Belmont Club

Self-Confidence Vs Self-Esteem

The Chronicle of Higher Education argues that a diploma does not always equal an education. The author, Thomas H. Benton, says what everybody knows but that no one will official admit.  Education has in part been devalued by the notion that everyone should have a diploma even if he’s never learned anything. The result, the authors argue, are a whole cohort of people with diplomas who expect to progress through real life the way they had all their lives: by guarantee.


Lack of student preparation. Increasingly, undergraduates are not prepared adequately in any academic area but often arrive with strong convictions about their abilities. So college professors routinely encounter students who have never written anything more than short answers on exams, who do not read much at all, who lack foundational skills in math and science, yet are completely convinced of their abilities and resist any criticism of their work, to the point of tears and tantrums: “But I earned nothing but A’s in high school,” and “Your demands are unreasonable.” Such a combination makes some students nearly unteachable.

Grade inflation. It has become difficult to give students honest feedback. The slightest criticisms have to be cushioned by a warm blanket of praise and encouragement to avoid provoking oppositional defiance or complete breakdowns. As a result, student progress is slowed, sharply. Rubric-driven approaches give the appearance of objectivity but make grading seem like a matter of checklists, which, if completed, must ensure an A. Increasingly, time-pressured college teachers ask themselves, “What grade will ensure no complaint from the student, or worse, a quasi-legal battle over whether the instructions for an assignment were clear enough?” So, the number of A-range grades keeps going up, and the motivation for students to excel keeps going down.

The whole mess is the result of a politicized educational system that believes it is necessary for child to get a diploma as a social objective, because if you have one, you’re middle class. The idea that the diploma might be the outcome, rather than the cause of achievement, has never occurred to them.


Although the article focuses on the dysfunction of the students, it touches only lightly on a more serious possibility: what if the system leaders themselves can’t tell a credential and an education apart because they themselves are only credentialed?  Then the blind would be leading the blind.

In that case, the highest reaches of society might be manned by mediocrities who’ve been selected to prestigious journals without ever writing an article; who’ve been elected lawmakers without ever compiling a legislative record; who reach the highest office only to go directly to vacation; who’ve presided over a depression and yet compare themselves to the greatest of past leaders — to Lincoln and to Roosevelt. Thank God things haven’t reached that point.

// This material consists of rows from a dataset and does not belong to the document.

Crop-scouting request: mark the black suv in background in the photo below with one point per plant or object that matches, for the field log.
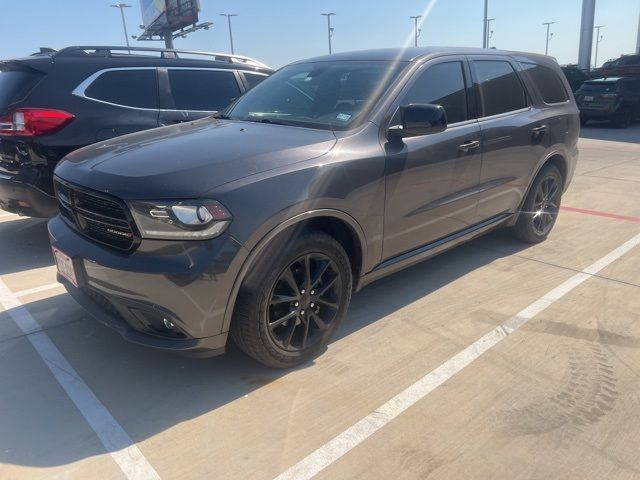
(575, 76)
(54, 102)
(615, 99)
(330, 174)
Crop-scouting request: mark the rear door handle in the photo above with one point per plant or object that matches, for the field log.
(472, 145)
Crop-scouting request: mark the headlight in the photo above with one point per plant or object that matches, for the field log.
(180, 220)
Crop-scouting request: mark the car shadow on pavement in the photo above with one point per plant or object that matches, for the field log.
(607, 131)
(24, 244)
(149, 391)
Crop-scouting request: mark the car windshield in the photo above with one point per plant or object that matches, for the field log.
(324, 95)
(598, 87)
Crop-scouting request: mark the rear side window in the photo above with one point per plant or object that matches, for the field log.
(15, 84)
(205, 90)
(441, 84)
(632, 86)
(253, 79)
(131, 88)
(500, 88)
(599, 87)
(547, 81)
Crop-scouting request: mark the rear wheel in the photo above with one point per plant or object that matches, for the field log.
(540, 208)
(292, 303)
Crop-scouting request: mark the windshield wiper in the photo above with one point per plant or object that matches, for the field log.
(272, 121)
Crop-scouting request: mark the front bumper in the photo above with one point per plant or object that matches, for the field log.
(188, 284)
(25, 199)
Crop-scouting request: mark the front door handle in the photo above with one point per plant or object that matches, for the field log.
(467, 146)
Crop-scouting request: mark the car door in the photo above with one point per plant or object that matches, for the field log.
(119, 101)
(432, 179)
(193, 93)
(514, 134)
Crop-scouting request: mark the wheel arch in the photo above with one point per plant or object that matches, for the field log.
(340, 225)
(556, 158)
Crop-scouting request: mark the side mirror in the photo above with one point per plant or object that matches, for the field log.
(420, 119)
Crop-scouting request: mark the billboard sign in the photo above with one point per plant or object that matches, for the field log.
(152, 10)
(172, 14)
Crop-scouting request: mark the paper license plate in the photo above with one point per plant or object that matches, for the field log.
(65, 266)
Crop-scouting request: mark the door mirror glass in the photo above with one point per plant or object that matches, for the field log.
(417, 120)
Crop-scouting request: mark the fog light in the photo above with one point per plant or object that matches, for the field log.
(168, 324)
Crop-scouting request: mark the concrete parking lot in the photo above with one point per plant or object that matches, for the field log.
(426, 378)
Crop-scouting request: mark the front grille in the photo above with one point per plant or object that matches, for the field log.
(97, 216)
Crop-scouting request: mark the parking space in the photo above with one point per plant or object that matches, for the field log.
(558, 398)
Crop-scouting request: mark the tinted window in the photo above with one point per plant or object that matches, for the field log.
(548, 83)
(253, 79)
(133, 88)
(500, 87)
(628, 60)
(207, 90)
(441, 84)
(631, 86)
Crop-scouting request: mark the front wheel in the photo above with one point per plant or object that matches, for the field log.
(540, 208)
(623, 118)
(295, 299)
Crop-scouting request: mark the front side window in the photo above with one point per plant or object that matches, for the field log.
(325, 95)
(131, 88)
(549, 84)
(202, 90)
(500, 88)
(441, 84)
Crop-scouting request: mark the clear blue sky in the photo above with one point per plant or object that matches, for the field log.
(280, 31)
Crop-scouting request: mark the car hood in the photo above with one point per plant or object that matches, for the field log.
(190, 159)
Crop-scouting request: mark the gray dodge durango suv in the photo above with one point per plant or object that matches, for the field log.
(260, 222)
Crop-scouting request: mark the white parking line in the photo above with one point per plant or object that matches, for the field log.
(359, 432)
(116, 441)
(41, 288)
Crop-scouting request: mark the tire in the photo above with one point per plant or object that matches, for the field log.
(540, 209)
(278, 288)
(622, 118)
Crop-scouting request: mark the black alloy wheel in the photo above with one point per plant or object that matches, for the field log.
(304, 302)
(540, 208)
(293, 300)
(545, 204)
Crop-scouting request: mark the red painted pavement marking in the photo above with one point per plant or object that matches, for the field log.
(602, 214)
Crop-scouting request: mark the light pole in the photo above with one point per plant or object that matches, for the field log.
(489, 31)
(417, 31)
(586, 34)
(484, 28)
(229, 15)
(598, 40)
(122, 6)
(329, 29)
(549, 37)
(638, 40)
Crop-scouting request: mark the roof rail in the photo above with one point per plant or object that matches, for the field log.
(106, 51)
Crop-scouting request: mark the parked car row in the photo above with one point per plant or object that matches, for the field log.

Because if it did then those at the top of the system would be busy cloning people exactly like themselves; students with unassailable self-esteem eager to hold a teaching moment to share their ignorance. Eager to remake the world in their image because nothing can be better than themselves.

The result of the current educational system, Benton argues, is that we are in danger of getting exactly what we pay for: an expensive lot of nothing, where the highest honors are given to the most incompetent, not because they’ve gamed the system but because that’s the way the system actually works.

it means that our “failing” system of higher education actually is working the way it is supposed to … the patterns of selection and resource allocation—and the rising costs of college education—are not driven by educational needs so much as they are the result of competition for the most enjoyable and least difficult four-year experience, culminating in a credential that is mostly a signifier of existing class positions.


Allowed to proceed unchecked such a system will give students a mis-education instead of an education. It will represent not an increase in human capital but its wanton destruction. Surely Benton is overreacting. Things could never be so bad.